Foreign Minister Sigmar Gabriel visited Albania on Monday (17 April). It was both his first official visit and a mediation effort. Albania has paved the way for impressive progress. However, two months ahead of its parliamentary elections, the country is at a political standstill. Parts of the opposition are no longer participating in parliamentary procedures, which means they are blocking urgently needed reforms. This is also having an impact on efforts to draw the country closer to the EU.
An historic opportunity
Remarkable progress has been made in the Western Balkans over the past years. Albania submitted its application for EU membership in 2009, and it has been a candidate country since June 2014. Before accession negotiations can begin, however, reforms must be carried out in a few key areas. Besides the fight against corruption and efforts to strengthen human rights, reforms of the judiciary are particularly important. But these reforms are now far from being implemented.
Ahead of the parliamentary elections scheduled for 18 June, the opposition has decided to institute a parliamentary boycott. This is putting a halt to the reform process, as well as blocking further steps towards the EU.
Judiciary reforms are vital
On Monday, during his first official visit as Foreign Minister, Sigmar Gabriel wanted to gain a first-hand impression of the current situation. In addition to his meetings with Edi Rama, Prime Minister of the Republic of Albania, and with his counterpart Ditmir Bushati, Gabriel also met with Lulzim Xhelal Basha, leader of the opposition and Chairman of the Democratic Party. Sigmar Gabriel used this opportunity to urge the opposition to end its parliamentary boycott and re-engage in the political process.
Any continuation of the opposition’s destructive boycott would jeopardise the progress Albania has made, as well as its steps toward the EU, the German Foreign Minister said. “Refocusing attention on the well-being of the people must again be the top priority.

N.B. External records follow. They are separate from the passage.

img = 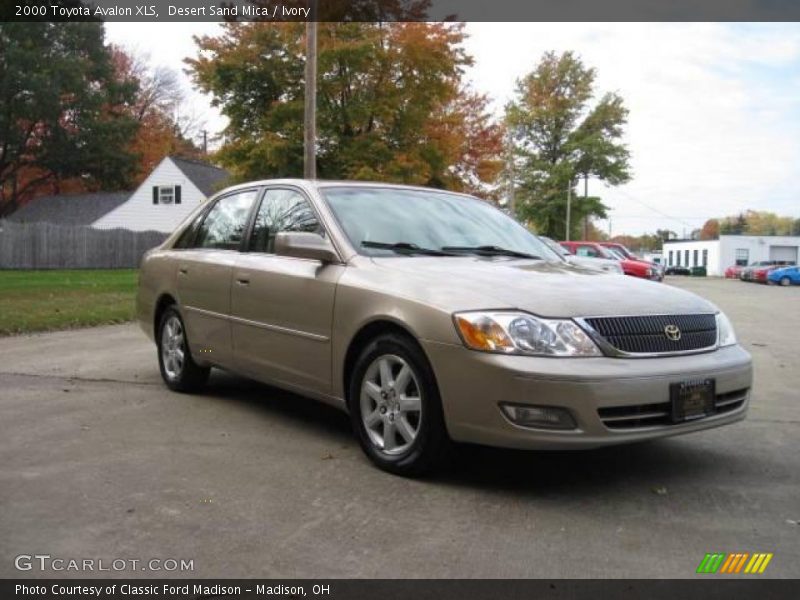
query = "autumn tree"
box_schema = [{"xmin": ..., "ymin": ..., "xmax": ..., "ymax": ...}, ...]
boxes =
[
  {"xmin": 110, "ymin": 46, "xmax": 208, "ymax": 183},
  {"xmin": 0, "ymin": 22, "xmax": 137, "ymax": 214},
  {"xmin": 187, "ymin": 22, "xmax": 502, "ymax": 197},
  {"xmin": 505, "ymin": 52, "xmax": 630, "ymax": 239}
]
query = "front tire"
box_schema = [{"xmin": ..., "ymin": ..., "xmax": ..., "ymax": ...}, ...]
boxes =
[
  {"xmin": 348, "ymin": 334, "xmax": 452, "ymax": 477},
  {"xmin": 157, "ymin": 306, "xmax": 211, "ymax": 392}
]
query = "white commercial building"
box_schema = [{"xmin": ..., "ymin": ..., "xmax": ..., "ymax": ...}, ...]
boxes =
[{"xmin": 663, "ymin": 235, "xmax": 800, "ymax": 277}]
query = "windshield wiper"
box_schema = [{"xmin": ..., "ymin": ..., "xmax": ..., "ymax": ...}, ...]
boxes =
[
  {"xmin": 442, "ymin": 246, "xmax": 542, "ymax": 260},
  {"xmin": 361, "ymin": 240, "xmax": 455, "ymax": 256}
]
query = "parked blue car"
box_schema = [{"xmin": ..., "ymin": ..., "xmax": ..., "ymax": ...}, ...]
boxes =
[{"xmin": 767, "ymin": 267, "xmax": 800, "ymax": 285}]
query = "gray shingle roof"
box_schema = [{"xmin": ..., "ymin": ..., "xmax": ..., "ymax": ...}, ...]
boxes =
[
  {"xmin": 170, "ymin": 156, "xmax": 231, "ymax": 196},
  {"xmin": 8, "ymin": 192, "xmax": 131, "ymax": 225}
]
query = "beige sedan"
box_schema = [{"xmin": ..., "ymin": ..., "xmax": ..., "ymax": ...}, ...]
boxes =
[{"xmin": 137, "ymin": 180, "xmax": 752, "ymax": 475}]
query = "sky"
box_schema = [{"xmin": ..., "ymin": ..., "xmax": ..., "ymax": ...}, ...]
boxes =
[{"xmin": 106, "ymin": 23, "xmax": 800, "ymax": 236}]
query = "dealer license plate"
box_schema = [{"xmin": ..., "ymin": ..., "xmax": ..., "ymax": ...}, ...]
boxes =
[{"xmin": 669, "ymin": 379, "xmax": 715, "ymax": 423}]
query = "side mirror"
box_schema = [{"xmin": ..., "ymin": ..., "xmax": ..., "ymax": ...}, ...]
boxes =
[{"xmin": 275, "ymin": 231, "xmax": 339, "ymax": 263}]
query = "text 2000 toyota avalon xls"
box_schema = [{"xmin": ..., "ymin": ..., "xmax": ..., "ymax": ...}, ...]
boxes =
[{"xmin": 138, "ymin": 180, "xmax": 752, "ymax": 474}]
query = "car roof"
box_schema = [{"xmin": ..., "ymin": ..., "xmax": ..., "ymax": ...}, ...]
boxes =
[{"xmin": 209, "ymin": 177, "xmax": 475, "ymax": 198}]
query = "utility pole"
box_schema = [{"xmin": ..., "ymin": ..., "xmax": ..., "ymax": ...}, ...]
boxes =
[
  {"xmin": 583, "ymin": 173, "xmax": 589, "ymax": 242},
  {"xmin": 303, "ymin": 0, "xmax": 317, "ymax": 179},
  {"xmin": 564, "ymin": 177, "xmax": 572, "ymax": 242},
  {"xmin": 506, "ymin": 132, "xmax": 517, "ymax": 219}
]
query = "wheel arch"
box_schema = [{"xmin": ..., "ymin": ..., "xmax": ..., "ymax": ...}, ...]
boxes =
[
  {"xmin": 340, "ymin": 317, "xmax": 436, "ymax": 405},
  {"xmin": 153, "ymin": 293, "xmax": 178, "ymax": 343}
]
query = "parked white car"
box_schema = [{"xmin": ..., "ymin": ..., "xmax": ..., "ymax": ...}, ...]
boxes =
[{"xmin": 538, "ymin": 235, "xmax": 624, "ymax": 275}]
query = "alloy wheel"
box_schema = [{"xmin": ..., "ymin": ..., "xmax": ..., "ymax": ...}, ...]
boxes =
[
  {"xmin": 161, "ymin": 315, "xmax": 186, "ymax": 381},
  {"xmin": 360, "ymin": 354, "xmax": 422, "ymax": 455}
]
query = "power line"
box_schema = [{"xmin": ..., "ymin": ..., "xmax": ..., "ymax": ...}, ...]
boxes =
[{"xmin": 606, "ymin": 185, "xmax": 694, "ymax": 228}]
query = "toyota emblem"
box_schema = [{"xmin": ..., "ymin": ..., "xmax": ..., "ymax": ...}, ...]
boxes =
[{"xmin": 664, "ymin": 325, "xmax": 681, "ymax": 342}]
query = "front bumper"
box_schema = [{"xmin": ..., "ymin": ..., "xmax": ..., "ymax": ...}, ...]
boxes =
[{"xmin": 422, "ymin": 340, "xmax": 753, "ymax": 449}]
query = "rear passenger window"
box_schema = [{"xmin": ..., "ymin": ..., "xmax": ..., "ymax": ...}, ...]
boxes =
[
  {"xmin": 250, "ymin": 189, "xmax": 322, "ymax": 254},
  {"xmin": 194, "ymin": 190, "xmax": 258, "ymax": 250}
]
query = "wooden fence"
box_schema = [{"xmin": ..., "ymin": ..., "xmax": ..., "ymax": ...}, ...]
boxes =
[{"xmin": 0, "ymin": 221, "xmax": 167, "ymax": 269}]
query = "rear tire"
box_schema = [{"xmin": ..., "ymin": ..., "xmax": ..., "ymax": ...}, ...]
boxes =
[
  {"xmin": 156, "ymin": 305, "xmax": 211, "ymax": 392},
  {"xmin": 348, "ymin": 333, "xmax": 452, "ymax": 477}
]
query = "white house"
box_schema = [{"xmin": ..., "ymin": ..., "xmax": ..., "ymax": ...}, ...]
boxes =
[
  {"xmin": 663, "ymin": 235, "xmax": 800, "ymax": 277},
  {"xmin": 92, "ymin": 156, "xmax": 229, "ymax": 232}
]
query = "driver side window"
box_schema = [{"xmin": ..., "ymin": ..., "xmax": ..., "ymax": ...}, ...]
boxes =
[
  {"xmin": 194, "ymin": 190, "xmax": 258, "ymax": 250},
  {"xmin": 249, "ymin": 189, "xmax": 322, "ymax": 254}
]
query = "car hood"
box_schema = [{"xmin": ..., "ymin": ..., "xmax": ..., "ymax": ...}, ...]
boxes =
[{"xmin": 372, "ymin": 256, "xmax": 717, "ymax": 317}]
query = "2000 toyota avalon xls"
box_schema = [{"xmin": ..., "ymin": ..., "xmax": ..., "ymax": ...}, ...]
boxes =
[{"xmin": 137, "ymin": 180, "xmax": 752, "ymax": 474}]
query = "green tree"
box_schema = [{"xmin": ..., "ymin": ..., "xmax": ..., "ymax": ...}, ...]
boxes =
[
  {"xmin": 505, "ymin": 52, "xmax": 630, "ymax": 239},
  {"xmin": 187, "ymin": 23, "xmax": 502, "ymax": 191},
  {"xmin": 0, "ymin": 22, "xmax": 137, "ymax": 214}
]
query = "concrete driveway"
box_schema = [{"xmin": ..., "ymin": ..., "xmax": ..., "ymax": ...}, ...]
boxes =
[{"xmin": 0, "ymin": 279, "xmax": 800, "ymax": 578}]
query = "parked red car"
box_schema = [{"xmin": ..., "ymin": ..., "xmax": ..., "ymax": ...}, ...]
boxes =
[
  {"xmin": 559, "ymin": 242, "xmax": 661, "ymax": 281},
  {"xmin": 598, "ymin": 242, "xmax": 664, "ymax": 279},
  {"xmin": 751, "ymin": 265, "xmax": 781, "ymax": 283}
]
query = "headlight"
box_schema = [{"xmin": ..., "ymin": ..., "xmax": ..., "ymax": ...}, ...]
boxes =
[
  {"xmin": 453, "ymin": 312, "xmax": 602, "ymax": 356},
  {"xmin": 717, "ymin": 312, "xmax": 736, "ymax": 348}
]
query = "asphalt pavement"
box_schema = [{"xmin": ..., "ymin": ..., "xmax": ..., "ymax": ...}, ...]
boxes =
[{"xmin": 0, "ymin": 278, "xmax": 800, "ymax": 578}]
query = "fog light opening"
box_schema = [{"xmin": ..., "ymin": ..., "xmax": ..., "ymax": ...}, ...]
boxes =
[{"xmin": 500, "ymin": 402, "xmax": 577, "ymax": 429}]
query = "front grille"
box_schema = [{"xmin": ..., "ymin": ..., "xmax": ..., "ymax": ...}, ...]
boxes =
[
  {"xmin": 597, "ymin": 388, "xmax": 748, "ymax": 429},
  {"xmin": 585, "ymin": 314, "xmax": 717, "ymax": 354}
]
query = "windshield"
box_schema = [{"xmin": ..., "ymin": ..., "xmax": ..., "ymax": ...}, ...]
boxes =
[
  {"xmin": 321, "ymin": 186, "xmax": 560, "ymax": 261},
  {"xmin": 605, "ymin": 247, "xmax": 628, "ymax": 260},
  {"xmin": 539, "ymin": 235, "xmax": 570, "ymax": 256}
]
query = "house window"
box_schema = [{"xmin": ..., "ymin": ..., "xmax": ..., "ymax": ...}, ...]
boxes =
[
  {"xmin": 736, "ymin": 248, "xmax": 750, "ymax": 267},
  {"xmin": 158, "ymin": 185, "xmax": 175, "ymax": 204},
  {"xmin": 153, "ymin": 185, "xmax": 181, "ymax": 204}
]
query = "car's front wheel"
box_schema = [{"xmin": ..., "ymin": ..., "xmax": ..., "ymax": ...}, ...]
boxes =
[
  {"xmin": 348, "ymin": 334, "xmax": 451, "ymax": 476},
  {"xmin": 158, "ymin": 306, "xmax": 211, "ymax": 392}
]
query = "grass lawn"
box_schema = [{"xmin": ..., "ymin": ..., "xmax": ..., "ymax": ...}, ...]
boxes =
[{"xmin": 0, "ymin": 269, "xmax": 137, "ymax": 335}]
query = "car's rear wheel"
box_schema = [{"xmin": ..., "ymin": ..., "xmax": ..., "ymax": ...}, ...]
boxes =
[
  {"xmin": 158, "ymin": 306, "xmax": 211, "ymax": 392},
  {"xmin": 348, "ymin": 334, "xmax": 452, "ymax": 476}
]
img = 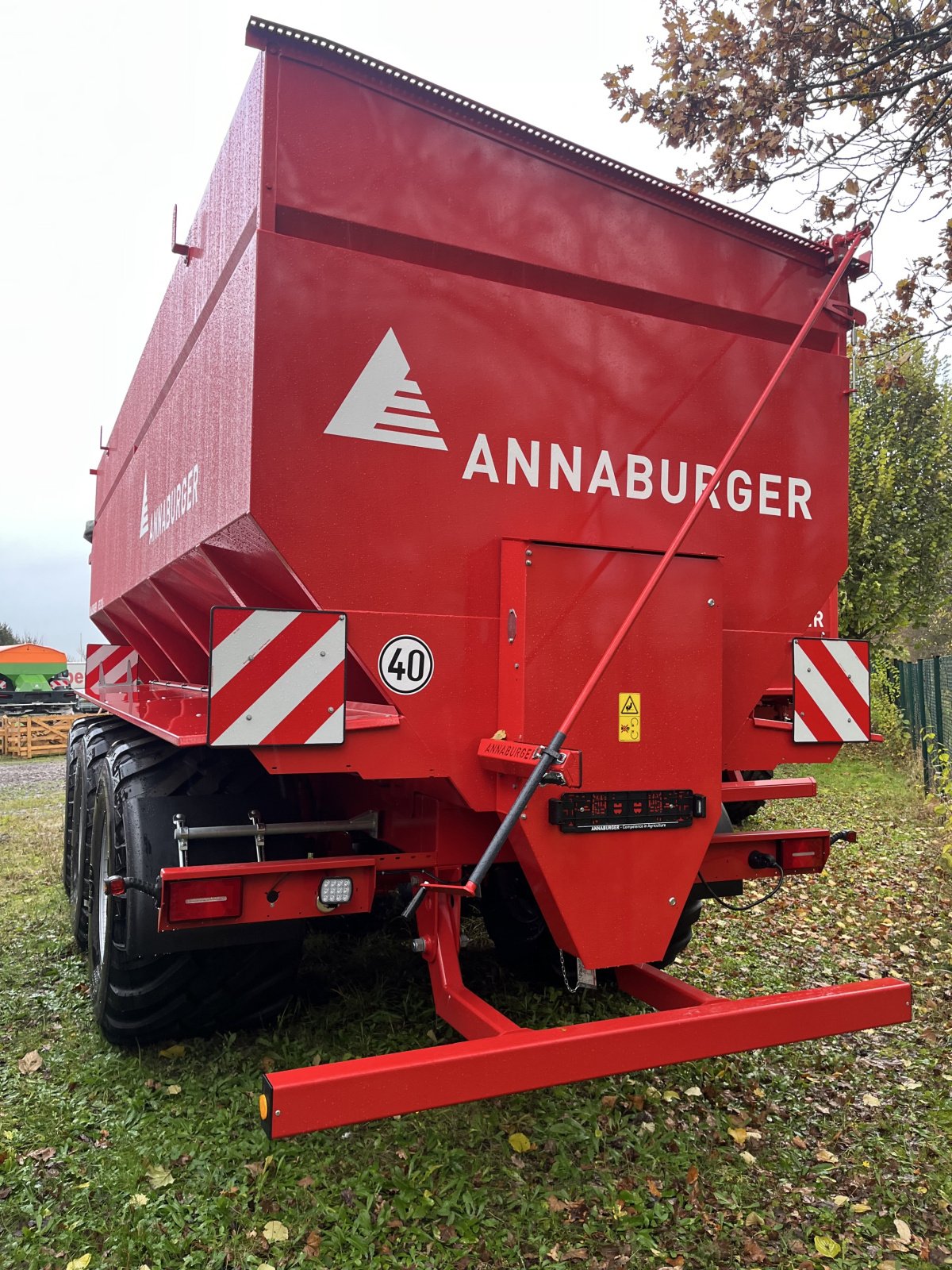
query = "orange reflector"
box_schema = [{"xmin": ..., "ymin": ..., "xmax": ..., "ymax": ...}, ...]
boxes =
[{"xmin": 167, "ymin": 878, "xmax": 241, "ymax": 922}]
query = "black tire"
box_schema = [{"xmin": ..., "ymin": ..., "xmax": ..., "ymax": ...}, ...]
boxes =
[
  {"xmin": 480, "ymin": 864, "xmax": 701, "ymax": 984},
  {"xmin": 480, "ymin": 864, "xmax": 562, "ymax": 984},
  {"xmin": 725, "ymin": 772, "xmax": 773, "ymax": 824},
  {"xmin": 89, "ymin": 734, "xmax": 301, "ymax": 1044},
  {"xmin": 63, "ymin": 715, "xmax": 130, "ymax": 952}
]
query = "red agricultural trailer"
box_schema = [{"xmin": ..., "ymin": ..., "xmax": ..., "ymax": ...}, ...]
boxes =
[{"xmin": 65, "ymin": 19, "xmax": 910, "ymax": 1137}]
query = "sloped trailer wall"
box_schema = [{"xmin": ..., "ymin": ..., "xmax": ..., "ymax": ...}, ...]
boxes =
[{"xmin": 76, "ymin": 19, "xmax": 908, "ymax": 1132}]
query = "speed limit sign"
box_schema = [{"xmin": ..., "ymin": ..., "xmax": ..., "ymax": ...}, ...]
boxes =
[{"xmin": 377, "ymin": 635, "xmax": 433, "ymax": 696}]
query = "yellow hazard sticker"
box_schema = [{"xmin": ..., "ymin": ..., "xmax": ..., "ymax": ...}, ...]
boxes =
[{"xmin": 618, "ymin": 692, "xmax": 641, "ymax": 741}]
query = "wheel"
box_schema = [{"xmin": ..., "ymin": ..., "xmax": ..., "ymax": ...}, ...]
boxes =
[
  {"xmin": 62, "ymin": 719, "xmax": 93, "ymax": 899},
  {"xmin": 480, "ymin": 864, "xmax": 562, "ymax": 984},
  {"xmin": 725, "ymin": 772, "xmax": 773, "ymax": 824},
  {"xmin": 63, "ymin": 715, "xmax": 129, "ymax": 952},
  {"xmin": 480, "ymin": 864, "xmax": 701, "ymax": 984},
  {"xmin": 87, "ymin": 734, "xmax": 301, "ymax": 1044}
]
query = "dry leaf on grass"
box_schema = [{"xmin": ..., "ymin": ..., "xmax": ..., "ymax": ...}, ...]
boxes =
[
  {"xmin": 892, "ymin": 1217, "xmax": 912, "ymax": 1243},
  {"xmin": 814, "ymin": 1234, "xmax": 843, "ymax": 1257},
  {"xmin": 146, "ymin": 1164, "xmax": 173, "ymax": 1190}
]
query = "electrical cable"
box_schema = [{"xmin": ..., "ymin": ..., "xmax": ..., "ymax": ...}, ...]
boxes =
[{"xmin": 697, "ymin": 857, "xmax": 787, "ymax": 913}]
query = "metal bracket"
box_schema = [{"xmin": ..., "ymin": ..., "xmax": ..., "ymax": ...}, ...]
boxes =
[
  {"xmin": 171, "ymin": 203, "xmax": 192, "ymax": 265},
  {"xmin": 248, "ymin": 811, "xmax": 268, "ymax": 864},
  {"xmin": 173, "ymin": 811, "xmax": 379, "ymax": 868}
]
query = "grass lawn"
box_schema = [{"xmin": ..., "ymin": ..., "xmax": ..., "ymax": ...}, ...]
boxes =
[{"xmin": 0, "ymin": 757, "xmax": 952, "ymax": 1270}]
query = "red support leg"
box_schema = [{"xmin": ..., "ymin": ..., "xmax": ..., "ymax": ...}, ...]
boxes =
[
  {"xmin": 614, "ymin": 965, "xmax": 721, "ymax": 1010},
  {"xmin": 416, "ymin": 889, "xmax": 522, "ymax": 1040}
]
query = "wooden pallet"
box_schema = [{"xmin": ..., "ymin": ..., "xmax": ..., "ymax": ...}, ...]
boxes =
[{"xmin": 0, "ymin": 715, "xmax": 76, "ymax": 758}]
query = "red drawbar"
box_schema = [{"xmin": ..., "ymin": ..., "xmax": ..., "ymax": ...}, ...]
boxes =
[{"xmin": 262, "ymin": 891, "xmax": 912, "ymax": 1138}]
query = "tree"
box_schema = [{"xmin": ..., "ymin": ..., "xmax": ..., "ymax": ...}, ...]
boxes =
[
  {"xmin": 603, "ymin": 0, "xmax": 952, "ymax": 335},
  {"xmin": 839, "ymin": 333, "xmax": 952, "ymax": 643}
]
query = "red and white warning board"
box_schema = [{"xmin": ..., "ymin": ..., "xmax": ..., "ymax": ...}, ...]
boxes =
[
  {"xmin": 793, "ymin": 639, "xmax": 869, "ymax": 741},
  {"xmin": 208, "ymin": 608, "xmax": 347, "ymax": 745},
  {"xmin": 85, "ymin": 644, "xmax": 138, "ymax": 697}
]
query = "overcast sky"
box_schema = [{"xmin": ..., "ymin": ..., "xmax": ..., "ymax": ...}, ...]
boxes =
[{"xmin": 0, "ymin": 0, "xmax": 919, "ymax": 656}]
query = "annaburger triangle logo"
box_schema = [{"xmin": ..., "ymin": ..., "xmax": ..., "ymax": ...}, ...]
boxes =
[{"xmin": 324, "ymin": 330, "xmax": 447, "ymax": 449}]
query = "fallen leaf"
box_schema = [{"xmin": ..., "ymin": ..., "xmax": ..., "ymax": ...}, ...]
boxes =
[
  {"xmin": 892, "ymin": 1217, "xmax": 912, "ymax": 1243},
  {"xmin": 146, "ymin": 1164, "xmax": 173, "ymax": 1190},
  {"xmin": 814, "ymin": 1234, "xmax": 843, "ymax": 1257}
]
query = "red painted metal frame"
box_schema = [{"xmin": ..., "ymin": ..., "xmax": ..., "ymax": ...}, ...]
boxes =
[
  {"xmin": 700, "ymin": 829, "xmax": 830, "ymax": 881},
  {"xmin": 262, "ymin": 893, "xmax": 912, "ymax": 1138},
  {"xmin": 159, "ymin": 852, "xmax": 439, "ymax": 931},
  {"xmin": 159, "ymin": 829, "xmax": 830, "ymax": 934},
  {"xmin": 80, "ymin": 682, "xmax": 400, "ymax": 748},
  {"xmin": 721, "ymin": 776, "xmax": 816, "ymax": 802}
]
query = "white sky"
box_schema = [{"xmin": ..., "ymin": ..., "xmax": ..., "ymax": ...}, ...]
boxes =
[{"xmin": 0, "ymin": 0, "xmax": 912, "ymax": 658}]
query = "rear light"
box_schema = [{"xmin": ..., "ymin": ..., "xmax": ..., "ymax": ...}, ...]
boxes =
[
  {"xmin": 776, "ymin": 838, "xmax": 830, "ymax": 872},
  {"xmin": 165, "ymin": 878, "xmax": 243, "ymax": 922},
  {"xmin": 319, "ymin": 878, "xmax": 354, "ymax": 908}
]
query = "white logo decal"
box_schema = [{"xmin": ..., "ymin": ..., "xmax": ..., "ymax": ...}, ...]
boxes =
[
  {"xmin": 324, "ymin": 330, "xmax": 447, "ymax": 449},
  {"xmin": 138, "ymin": 464, "xmax": 198, "ymax": 542},
  {"xmin": 377, "ymin": 635, "xmax": 433, "ymax": 697}
]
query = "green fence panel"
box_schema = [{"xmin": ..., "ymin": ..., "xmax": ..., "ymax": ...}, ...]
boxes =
[{"xmin": 896, "ymin": 656, "xmax": 952, "ymax": 792}]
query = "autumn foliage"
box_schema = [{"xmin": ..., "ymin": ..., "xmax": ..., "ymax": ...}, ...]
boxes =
[{"xmin": 605, "ymin": 0, "xmax": 952, "ymax": 335}]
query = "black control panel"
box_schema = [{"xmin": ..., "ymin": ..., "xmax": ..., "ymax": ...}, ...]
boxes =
[{"xmin": 548, "ymin": 790, "xmax": 707, "ymax": 833}]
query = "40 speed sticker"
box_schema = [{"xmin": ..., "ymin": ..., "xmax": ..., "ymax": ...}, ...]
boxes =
[{"xmin": 377, "ymin": 635, "xmax": 433, "ymax": 697}]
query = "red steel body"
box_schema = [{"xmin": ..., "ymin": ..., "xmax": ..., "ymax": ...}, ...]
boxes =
[{"xmin": 83, "ymin": 21, "xmax": 905, "ymax": 1122}]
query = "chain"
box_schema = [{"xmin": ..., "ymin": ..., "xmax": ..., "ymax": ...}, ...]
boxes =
[{"xmin": 559, "ymin": 949, "xmax": 584, "ymax": 992}]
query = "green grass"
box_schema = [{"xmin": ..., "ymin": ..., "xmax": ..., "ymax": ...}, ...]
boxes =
[{"xmin": 0, "ymin": 757, "xmax": 952, "ymax": 1270}]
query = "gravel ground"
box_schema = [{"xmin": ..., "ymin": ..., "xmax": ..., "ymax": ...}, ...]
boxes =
[{"xmin": 0, "ymin": 754, "xmax": 66, "ymax": 796}]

Political selfishness is not helpful in this regard.” He added that judiciary reform and progress in the remaining four key areas were vital for drawing closer to the EU.
Germany wants to continue to support Albania as it develops its democratic and rule-of-law structures and moves towards stability and prosperity. During his talks, the Foreign Minister emphasised that “the road to the EU will remain open if you opt for progress and reform instead of division and standing still.”